Neither does Pierre-Jean Lafleur want to know. He is a Professional Engineer and a reserve and resource expert with Watts, Griffis, and McOuat Limited. He doesn’t believe I called the Bre-X fraud several months before the boss salter vanished. Lafleur wrote, “The information he provides is unclear, and most likely untrue”. So he wiped it off Wiki’s Bre-X Minerals. Neither may he believe it was not I who put my name on that Wiki subject. But what I did do when my name came up with the wrong context was add the facts and a few links to subjects such as spatial dependence and sampling variogram.

Lafleur deserves some praise because he doesn’t work under a nom-de-plume. Too many Wikipedians work anonymously. When scientists and engineers want to be taken seriously on Wikipedia they should stand up and be counted. Wikipedia should not allow Wikipedians who hide behind pseudonyms to delete indisputable scientific facts. Examples in my discipline of sampling and statistics are the Central Limit Theorem, functional dependence, spatial dependence and degrees of freedom.

Look and see which stats derive from Matheron’s Formule des Minerais Connexes. What a pity that the seminal work of the Creator of Geostatistics and the Founder of Spatial Statistics is no longer posted on the web. In fact, Matheron was a self-made wizard of odd statistics. Here's the link to Matheron's correction of his very first paper. Enter a different number of core samples and see how it impacts 95% confidence limits. Real statistics does all kind of cool things!

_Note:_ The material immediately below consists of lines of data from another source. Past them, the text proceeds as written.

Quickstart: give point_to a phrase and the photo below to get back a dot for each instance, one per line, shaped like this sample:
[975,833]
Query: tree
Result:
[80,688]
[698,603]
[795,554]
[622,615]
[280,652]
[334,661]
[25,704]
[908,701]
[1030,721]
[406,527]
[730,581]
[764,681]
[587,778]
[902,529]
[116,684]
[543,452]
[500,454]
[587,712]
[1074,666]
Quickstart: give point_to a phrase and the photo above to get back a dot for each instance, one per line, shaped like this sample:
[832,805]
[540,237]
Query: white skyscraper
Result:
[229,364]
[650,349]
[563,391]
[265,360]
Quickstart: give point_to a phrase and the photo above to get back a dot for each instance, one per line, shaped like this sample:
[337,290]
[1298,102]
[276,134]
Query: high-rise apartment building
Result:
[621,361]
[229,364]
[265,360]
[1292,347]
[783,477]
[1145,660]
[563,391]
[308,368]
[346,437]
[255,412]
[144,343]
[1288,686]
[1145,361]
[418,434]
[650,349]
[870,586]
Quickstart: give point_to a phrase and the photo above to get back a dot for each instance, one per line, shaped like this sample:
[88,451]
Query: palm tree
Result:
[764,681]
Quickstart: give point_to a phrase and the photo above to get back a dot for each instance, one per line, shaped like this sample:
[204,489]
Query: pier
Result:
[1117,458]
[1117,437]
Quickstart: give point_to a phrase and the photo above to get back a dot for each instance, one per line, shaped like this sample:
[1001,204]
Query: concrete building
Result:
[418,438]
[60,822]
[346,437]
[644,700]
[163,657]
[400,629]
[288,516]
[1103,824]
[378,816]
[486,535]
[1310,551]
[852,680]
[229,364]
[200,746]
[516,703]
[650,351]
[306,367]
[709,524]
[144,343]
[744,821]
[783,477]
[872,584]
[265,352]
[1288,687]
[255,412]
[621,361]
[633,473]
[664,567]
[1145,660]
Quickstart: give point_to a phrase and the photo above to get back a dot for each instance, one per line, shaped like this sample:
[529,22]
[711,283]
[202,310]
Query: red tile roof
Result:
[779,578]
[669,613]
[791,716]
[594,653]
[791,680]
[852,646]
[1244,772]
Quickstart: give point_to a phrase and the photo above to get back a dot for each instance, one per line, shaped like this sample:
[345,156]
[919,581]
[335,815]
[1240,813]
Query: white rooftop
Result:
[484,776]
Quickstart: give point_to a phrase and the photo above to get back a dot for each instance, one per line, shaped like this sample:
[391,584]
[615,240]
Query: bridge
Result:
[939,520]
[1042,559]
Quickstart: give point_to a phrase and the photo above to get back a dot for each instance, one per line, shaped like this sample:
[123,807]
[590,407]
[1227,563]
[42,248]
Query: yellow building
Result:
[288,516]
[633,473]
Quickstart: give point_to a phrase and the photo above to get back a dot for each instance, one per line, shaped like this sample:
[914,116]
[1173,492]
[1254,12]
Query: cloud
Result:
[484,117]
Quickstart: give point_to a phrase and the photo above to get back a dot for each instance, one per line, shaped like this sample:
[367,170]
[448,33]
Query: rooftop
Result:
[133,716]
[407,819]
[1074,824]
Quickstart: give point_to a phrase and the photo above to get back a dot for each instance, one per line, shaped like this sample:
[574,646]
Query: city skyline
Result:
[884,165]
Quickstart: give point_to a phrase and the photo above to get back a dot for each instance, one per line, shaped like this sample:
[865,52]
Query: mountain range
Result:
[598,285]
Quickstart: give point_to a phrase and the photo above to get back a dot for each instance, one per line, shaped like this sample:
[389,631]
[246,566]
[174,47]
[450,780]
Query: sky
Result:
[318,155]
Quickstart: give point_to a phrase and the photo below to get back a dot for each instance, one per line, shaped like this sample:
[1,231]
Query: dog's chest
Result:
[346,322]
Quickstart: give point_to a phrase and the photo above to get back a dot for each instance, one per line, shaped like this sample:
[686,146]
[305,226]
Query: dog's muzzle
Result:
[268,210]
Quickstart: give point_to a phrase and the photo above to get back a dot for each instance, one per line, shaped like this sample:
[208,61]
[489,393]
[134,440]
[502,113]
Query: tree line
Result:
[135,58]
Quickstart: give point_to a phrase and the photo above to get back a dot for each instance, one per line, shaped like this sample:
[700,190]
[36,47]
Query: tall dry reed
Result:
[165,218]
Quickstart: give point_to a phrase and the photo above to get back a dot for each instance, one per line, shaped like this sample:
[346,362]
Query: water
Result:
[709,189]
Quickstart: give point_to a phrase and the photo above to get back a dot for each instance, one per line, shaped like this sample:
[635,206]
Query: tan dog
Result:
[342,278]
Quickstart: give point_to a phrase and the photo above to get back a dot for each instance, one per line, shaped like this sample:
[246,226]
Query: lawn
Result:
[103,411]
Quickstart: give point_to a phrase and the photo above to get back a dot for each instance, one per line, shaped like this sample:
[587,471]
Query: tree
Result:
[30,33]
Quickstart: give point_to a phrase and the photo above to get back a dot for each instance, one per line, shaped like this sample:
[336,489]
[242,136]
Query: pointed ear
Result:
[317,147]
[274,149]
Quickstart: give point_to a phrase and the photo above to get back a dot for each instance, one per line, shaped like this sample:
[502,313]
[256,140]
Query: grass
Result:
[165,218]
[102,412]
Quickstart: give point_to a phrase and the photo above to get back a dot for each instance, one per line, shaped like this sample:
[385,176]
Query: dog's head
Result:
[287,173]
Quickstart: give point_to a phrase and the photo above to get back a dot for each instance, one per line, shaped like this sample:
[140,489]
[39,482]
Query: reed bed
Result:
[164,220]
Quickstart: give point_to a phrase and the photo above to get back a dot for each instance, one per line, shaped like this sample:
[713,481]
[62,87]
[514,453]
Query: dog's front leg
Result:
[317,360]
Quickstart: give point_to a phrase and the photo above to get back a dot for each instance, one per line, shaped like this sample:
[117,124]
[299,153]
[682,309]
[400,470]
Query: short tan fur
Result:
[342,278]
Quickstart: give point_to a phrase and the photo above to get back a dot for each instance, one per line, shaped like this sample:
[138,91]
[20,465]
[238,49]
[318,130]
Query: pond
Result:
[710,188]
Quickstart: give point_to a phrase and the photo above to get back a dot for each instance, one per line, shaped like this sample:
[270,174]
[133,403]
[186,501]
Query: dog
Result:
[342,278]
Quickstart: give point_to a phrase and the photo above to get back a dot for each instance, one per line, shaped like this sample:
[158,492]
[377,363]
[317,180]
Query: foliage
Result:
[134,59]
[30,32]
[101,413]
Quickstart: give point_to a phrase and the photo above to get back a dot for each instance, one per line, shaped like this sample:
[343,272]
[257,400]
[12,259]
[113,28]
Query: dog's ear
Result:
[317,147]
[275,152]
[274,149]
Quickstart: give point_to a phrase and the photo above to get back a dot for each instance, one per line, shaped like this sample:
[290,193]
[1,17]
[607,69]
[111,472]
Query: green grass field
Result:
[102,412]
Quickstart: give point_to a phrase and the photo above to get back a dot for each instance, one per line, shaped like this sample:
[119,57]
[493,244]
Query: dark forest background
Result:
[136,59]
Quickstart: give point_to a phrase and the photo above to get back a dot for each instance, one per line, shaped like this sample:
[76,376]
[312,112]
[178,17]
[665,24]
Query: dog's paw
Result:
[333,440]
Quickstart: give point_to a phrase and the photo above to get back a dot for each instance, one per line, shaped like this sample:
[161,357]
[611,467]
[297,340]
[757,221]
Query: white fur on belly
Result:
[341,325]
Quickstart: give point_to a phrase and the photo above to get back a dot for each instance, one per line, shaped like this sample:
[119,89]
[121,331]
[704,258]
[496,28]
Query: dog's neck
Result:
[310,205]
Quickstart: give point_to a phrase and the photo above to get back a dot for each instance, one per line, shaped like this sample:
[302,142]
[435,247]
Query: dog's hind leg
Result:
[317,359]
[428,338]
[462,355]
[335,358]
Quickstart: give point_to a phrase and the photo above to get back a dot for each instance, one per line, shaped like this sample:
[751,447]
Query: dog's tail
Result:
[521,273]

Professional engineers and geoscientists claim to be guided by codes of ethics that protect the public at large. Provincial securities commissions in Canada employ reserve and resource experts to set the rules. But should foxes run henhouses? That’s a good-enough reason why a National Securities and Exchange Commission should turn provincial fiefdoms into branch offices. Reserve and resource experts in branch offices should then be asked to testify under oath and explain why the Central Limit Theorem and degrees of freedom are null and void in geostatistics.

Working with applied statistics is fun. And it’s kind of cool for our planet! Wikipedians should read what the International Association for Standardization is all about. ISO may violate the odd copyright, and ignores priority once in a while. And the UN is not perfect either. Only Wikipedia can bring scientific integrity to the world.